I am trying to correct my RNA seq data for 3 categorical variables as well as preserve the biological information of the dataset. In order to do that, I have used the removeBatchEffect
function from limma
.
I used a log2(TPM counts + 1) matrix as my input but... as you can see in the following screenshot, the corrected counts that I get have negative values. Since it doesn't make sense to have genes with a negative expression, is there any way to solve this? I don't know if the output is log2(tpm) and I just have to do +1 or unlog the corrected data... In any case, I cannot remove the genes with negative values, I would like to keep all of them if it is possible.

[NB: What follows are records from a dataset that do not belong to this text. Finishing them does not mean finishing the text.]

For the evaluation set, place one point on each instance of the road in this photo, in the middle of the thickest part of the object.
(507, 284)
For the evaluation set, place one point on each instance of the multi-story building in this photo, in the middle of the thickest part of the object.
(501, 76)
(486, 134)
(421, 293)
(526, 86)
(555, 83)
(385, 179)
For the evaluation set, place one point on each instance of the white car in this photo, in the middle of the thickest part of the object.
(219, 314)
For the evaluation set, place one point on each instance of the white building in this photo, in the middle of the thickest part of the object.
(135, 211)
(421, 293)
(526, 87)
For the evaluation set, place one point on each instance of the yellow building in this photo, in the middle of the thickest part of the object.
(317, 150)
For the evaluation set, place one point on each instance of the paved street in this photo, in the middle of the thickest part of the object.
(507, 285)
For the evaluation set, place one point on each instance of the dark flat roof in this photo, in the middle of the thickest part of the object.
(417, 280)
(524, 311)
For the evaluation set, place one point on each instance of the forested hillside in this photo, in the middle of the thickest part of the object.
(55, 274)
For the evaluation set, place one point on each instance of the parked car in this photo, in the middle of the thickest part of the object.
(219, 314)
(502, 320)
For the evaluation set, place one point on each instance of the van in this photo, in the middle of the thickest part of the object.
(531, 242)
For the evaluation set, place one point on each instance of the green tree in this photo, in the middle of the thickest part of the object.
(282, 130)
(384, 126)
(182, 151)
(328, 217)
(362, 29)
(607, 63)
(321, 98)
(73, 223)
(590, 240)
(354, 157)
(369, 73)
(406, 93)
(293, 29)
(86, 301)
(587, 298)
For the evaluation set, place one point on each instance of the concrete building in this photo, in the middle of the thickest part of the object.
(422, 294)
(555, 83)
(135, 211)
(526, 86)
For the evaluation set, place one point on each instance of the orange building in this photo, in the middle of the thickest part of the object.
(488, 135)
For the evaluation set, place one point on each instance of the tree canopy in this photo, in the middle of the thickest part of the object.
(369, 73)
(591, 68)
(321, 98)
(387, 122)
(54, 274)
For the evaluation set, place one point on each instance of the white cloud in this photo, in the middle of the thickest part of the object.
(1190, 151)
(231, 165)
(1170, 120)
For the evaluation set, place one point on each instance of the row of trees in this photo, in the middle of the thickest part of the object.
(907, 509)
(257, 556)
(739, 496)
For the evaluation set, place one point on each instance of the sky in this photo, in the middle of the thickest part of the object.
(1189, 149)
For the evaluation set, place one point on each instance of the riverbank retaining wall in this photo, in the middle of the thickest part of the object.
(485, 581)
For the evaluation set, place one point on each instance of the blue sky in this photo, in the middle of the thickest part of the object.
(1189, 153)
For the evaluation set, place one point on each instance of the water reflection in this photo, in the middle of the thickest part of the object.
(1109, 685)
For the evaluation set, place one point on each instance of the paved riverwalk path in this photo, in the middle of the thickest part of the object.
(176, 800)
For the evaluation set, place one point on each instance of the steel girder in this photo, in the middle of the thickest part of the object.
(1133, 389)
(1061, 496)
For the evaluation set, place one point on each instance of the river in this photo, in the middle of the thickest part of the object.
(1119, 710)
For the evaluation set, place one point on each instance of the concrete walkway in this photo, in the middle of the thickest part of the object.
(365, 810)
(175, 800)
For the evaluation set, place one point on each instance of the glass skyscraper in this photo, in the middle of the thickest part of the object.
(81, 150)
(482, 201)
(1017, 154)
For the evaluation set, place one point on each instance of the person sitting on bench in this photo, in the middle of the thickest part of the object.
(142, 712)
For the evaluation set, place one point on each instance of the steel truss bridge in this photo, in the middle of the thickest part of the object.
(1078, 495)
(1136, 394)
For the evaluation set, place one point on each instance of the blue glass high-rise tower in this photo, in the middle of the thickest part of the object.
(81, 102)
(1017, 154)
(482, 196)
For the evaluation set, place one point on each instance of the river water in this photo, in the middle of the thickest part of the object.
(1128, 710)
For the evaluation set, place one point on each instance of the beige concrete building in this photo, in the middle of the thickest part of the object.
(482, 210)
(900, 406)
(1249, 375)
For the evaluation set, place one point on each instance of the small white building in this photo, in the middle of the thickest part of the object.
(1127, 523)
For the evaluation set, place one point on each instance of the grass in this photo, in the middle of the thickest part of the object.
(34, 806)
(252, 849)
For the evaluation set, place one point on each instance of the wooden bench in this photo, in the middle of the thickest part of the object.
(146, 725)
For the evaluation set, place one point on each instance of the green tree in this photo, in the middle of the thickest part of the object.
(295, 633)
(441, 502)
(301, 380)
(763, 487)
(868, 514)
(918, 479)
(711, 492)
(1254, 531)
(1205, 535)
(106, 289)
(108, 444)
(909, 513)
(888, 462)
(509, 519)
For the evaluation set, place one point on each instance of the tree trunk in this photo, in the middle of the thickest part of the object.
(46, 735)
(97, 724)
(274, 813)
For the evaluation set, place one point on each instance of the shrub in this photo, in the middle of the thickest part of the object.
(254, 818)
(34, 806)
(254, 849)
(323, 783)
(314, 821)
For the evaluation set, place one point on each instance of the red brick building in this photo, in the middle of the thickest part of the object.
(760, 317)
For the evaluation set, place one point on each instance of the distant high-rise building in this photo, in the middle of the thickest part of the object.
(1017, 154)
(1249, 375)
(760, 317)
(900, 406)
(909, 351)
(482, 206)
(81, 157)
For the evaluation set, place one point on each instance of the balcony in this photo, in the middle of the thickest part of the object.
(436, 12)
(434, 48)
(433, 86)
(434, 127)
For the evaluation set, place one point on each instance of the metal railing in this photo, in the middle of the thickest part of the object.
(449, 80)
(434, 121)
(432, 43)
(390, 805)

Does anybody know how to solve this?
Thanks very much in advance
Code:
set.seed(11344)
covariates_df <- data.frame(
Sample = paste0("A", seq(1,960)),
Age = sample(seq(18, 70), size = 960, replace = TRUE),
Group = sample(seq(1, 3), size = 960, replace = TRUE),
Sex = sample(seq(1, 2), size = 960, replace = TRUE),
WBC = sample(seq(0.5, 35, by=0.3), size = 960, replace = TRUE),
Place = sample(seq(1, 2), size = 960, replace = TRUE),
Tubes = sample(seq(1, 2), size = 960, replace = TRUE),
LibPrep = sample(seq(1, 16), size = 960, replace = TRUE)
)
rownames(covariates_df) <- covariates_df$Sample
categorical_variables <- c("Sample", "Group", "Sex", "Place", "Tubes", "LibPrep")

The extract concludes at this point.